Responsável por 30% de todo o café que se bebe no mundo, o Brasil hoje atrela qualidade à xícara. Há uma década inexpressiva, a venda para o exterior de cafés especiais corresponde a 21,1% de todas as exportações brasileiras. Pelos dados do Conselho dos Exportadores de Café do Brasil (Café), ano passado o volume ficou em 14%. Em janeiro, a Alemanha passou a ocupar o primeiro lugar no ranking dos principais consumidores do café brasileiro, com 20,6% de participação (513.070 sacas). Os Estados Unidos – que lideravam a lista desde março de 2017 – ocupam agora a segunda posição, com 17,9%. “O consumidor internacional vai induzindo o nacional”, rubrica Otoni: cerca de 10% da produção cai nas xícaras do mercado interno. “Não podemos precisar, mas a procura só aumenta.”

Isso quer dizer que o café é o novo vinho. Ou seja, o mundo – e o próprio brasileiro – já começa com mais força a tomar café com certificação de origem. “Além de conferir identidade cultural, os selos de origem garantem a participação em mercados importantes. São grifes de procedência”, diz o advogado Guilherme Amado, profissional que largou a advocacia para trabalhar como gerente de “café verde” para a Nespresso e percorre os interiores de Minas Gerais e de São Paulo convencendo produtores a adotar as novas práticas produtivas.

Depois da uniformização de práticas e de análise por laboratórios competentes, a Serra da Mantiqueira possui indicação de origem para seu café, concedido pelo Instituto Nacional de Propriedade Industrial, desde 2011, com cafés fornecidos para torras muito suaves. “Um café de qualidade tem que ter uma torra muito bem controlada, para exprimir suas qualidades. As torras fortes, muito comuns no Brasil, servem muitas vezes para esconder os defeitos do grão”, diz Amado.
Na Serra da Mantiqueira, o grão que faz sucesso e justifica a indicação de origem é relativamente raro no Brasil.
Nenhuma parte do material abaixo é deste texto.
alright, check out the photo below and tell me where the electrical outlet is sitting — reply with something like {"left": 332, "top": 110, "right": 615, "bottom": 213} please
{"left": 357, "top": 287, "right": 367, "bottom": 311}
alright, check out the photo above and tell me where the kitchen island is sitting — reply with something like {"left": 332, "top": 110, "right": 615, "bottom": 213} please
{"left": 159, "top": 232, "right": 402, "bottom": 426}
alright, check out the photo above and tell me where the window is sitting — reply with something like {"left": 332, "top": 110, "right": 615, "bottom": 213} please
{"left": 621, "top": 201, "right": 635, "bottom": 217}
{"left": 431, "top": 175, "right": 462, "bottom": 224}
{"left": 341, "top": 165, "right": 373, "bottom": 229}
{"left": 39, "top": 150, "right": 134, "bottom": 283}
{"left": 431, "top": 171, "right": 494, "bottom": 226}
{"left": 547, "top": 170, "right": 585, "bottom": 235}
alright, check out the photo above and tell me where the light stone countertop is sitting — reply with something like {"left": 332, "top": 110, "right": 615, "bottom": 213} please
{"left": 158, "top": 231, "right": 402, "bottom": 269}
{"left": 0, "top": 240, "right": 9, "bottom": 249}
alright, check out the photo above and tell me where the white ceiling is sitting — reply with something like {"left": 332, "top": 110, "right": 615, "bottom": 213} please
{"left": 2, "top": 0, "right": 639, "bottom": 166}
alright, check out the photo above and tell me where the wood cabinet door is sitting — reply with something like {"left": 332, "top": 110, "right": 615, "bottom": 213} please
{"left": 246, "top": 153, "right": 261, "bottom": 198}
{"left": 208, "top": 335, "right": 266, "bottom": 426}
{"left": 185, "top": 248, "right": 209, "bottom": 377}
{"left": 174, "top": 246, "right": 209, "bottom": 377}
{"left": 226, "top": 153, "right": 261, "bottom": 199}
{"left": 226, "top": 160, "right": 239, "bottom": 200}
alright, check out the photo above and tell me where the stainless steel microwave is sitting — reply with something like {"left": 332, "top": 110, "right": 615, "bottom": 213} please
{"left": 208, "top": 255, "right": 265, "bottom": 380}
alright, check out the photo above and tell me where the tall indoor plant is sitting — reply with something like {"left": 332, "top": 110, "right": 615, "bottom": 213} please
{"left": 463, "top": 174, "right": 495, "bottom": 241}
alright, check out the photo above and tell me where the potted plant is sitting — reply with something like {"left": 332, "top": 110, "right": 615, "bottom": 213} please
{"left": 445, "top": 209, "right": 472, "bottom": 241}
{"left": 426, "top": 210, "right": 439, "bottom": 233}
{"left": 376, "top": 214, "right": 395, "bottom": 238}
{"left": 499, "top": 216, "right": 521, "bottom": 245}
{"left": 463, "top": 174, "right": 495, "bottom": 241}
Do tipo arábica, o bourbon amarelo domina a paisagem. “É um café muito delicado, também no cultivo, que possui uma extrema doçura natural”, diz a especialista Claudia Leite sobre esse café que, mais que notas de laranjeira, caramelo e melaço, vai imprimindo também identidade na recente cultura do café que, mais que padrão, busca sotaques diversos pelo Brasil.

*O repórter viajou a convite da Nespresso.